Parliamentary Secretary for Reforms and Equality
- In office 14 May 2022 – 27 April 2026

Member of Parliament
- Incumbent
- Assumed office 7 May 2022

Personal details
- Born: 2 December 1993 (age 32)
- Party: Labour Party
- Spouse: Andrea Nurchi ​(m. 2021)​
- Children: 1
- Education: University of Malta (BA); University of Edinburgh (MSc);
- Occupation: Politician

= Rebecca Buttigieg =

Maltese politician (born 1993)

Rebecca Buttigieg (born 2 December 1993) is a Maltese politician from the Labour Party who is currently serving as Parliamentary Secretary for Reforms and Equality in the Maltese Government. She was elected to the Parliament of Malta in the 2022 general election.

== Career ==
Buttigieg began her career at the Parliamentary Assembly of the Mediterranean. She served as a Policy Officer at the Permanent Representation of Malta to the European Union when Malta served as president of the Council of the European Union in 2017. That year she started work as Spokesperson for the Ministry for Economy.
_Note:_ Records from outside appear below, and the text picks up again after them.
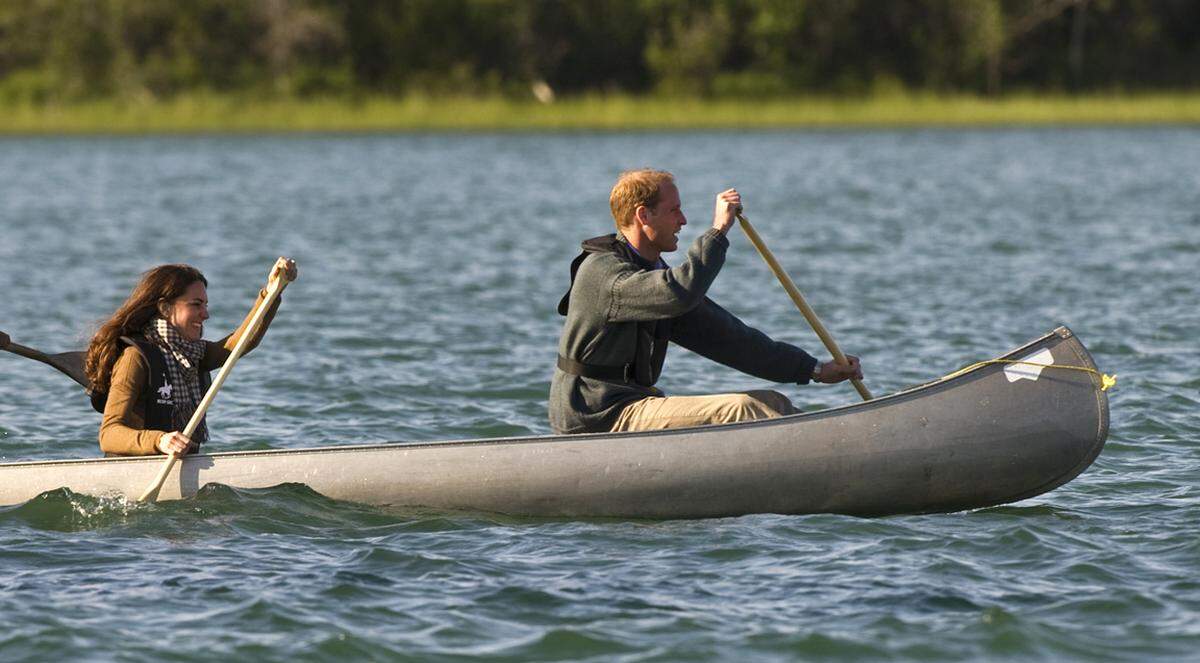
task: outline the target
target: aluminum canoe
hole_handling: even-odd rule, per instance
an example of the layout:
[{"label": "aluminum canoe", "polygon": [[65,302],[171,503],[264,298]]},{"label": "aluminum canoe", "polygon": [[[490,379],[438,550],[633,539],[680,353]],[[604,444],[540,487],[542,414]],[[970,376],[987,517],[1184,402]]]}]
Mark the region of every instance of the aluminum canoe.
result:
[{"label": "aluminum canoe", "polygon": [[[1049,365],[986,364],[869,402],[758,422],[188,456],[158,499],[191,497],[210,483],[298,483],[366,504],[522,516],[878,516],[986,507],[1075,478],[1108,433],[1107,395],[1069,329],[1001,359]],[[62,487],[135,499],[162,462],[0,464],[0,505]]]}]

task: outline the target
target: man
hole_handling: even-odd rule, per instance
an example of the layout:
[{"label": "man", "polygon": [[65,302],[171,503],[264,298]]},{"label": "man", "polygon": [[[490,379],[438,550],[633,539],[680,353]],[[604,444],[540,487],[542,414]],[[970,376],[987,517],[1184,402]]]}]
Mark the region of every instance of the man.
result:
[{"label": "man", "polygon": [[654,387],[673,342],[743,373],[774,382],[834,383],[861,378],[848,365],[819,363],[773,341],[705,297],[742,208],[737,190],[717,195],[712,228],[677,267],[687,224],[674,177],[660,170],[622,173],[609,197],[617,232],[583,243],[571,263],[571,289],[558,304],[567,317],[550,386],[550,425],[558,433],[652,430],[778,417],[797,412],[786,396],[760,390],[665,396]]}]

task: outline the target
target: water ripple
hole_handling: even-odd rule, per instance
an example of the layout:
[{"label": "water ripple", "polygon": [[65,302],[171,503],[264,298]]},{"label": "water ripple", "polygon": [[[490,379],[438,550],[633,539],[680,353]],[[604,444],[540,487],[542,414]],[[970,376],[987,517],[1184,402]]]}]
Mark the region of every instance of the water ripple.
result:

She was elected to the Parliament of Malta in the 2022 general election. In Parliament, she is a member of the Foreign and European Affairs Committee. She is also the Parliamentary Secretary for Reforms and Equality. In this role, she has promised evaluation of cannabis reform and smoking inside and for there to be papers by the governments on euthanasia. She has also supported LGBTIQ+ rights and taking a more inclusive approach for the community, which she has stated are fundamental human rights. In addition, Buttigieg has supported looser restrictions on abortion, especially when women are experiencing complications during pregnancy, which she has stated gives prospective mothers "peace of mind".

In January 2025, Buttigieg was named a European Young Leader by Friends of Europe.

== Personal life ==
Buttigieg graduated from the University of Malta with a Bachelor of Arts degree in International Relations, and graduated from the University of Edinburgh in 2015 with a Master of Science degree in Global Crime, Justice and Security.

Buttigieg and her husband, Andrea, have one daughter, born in 2024.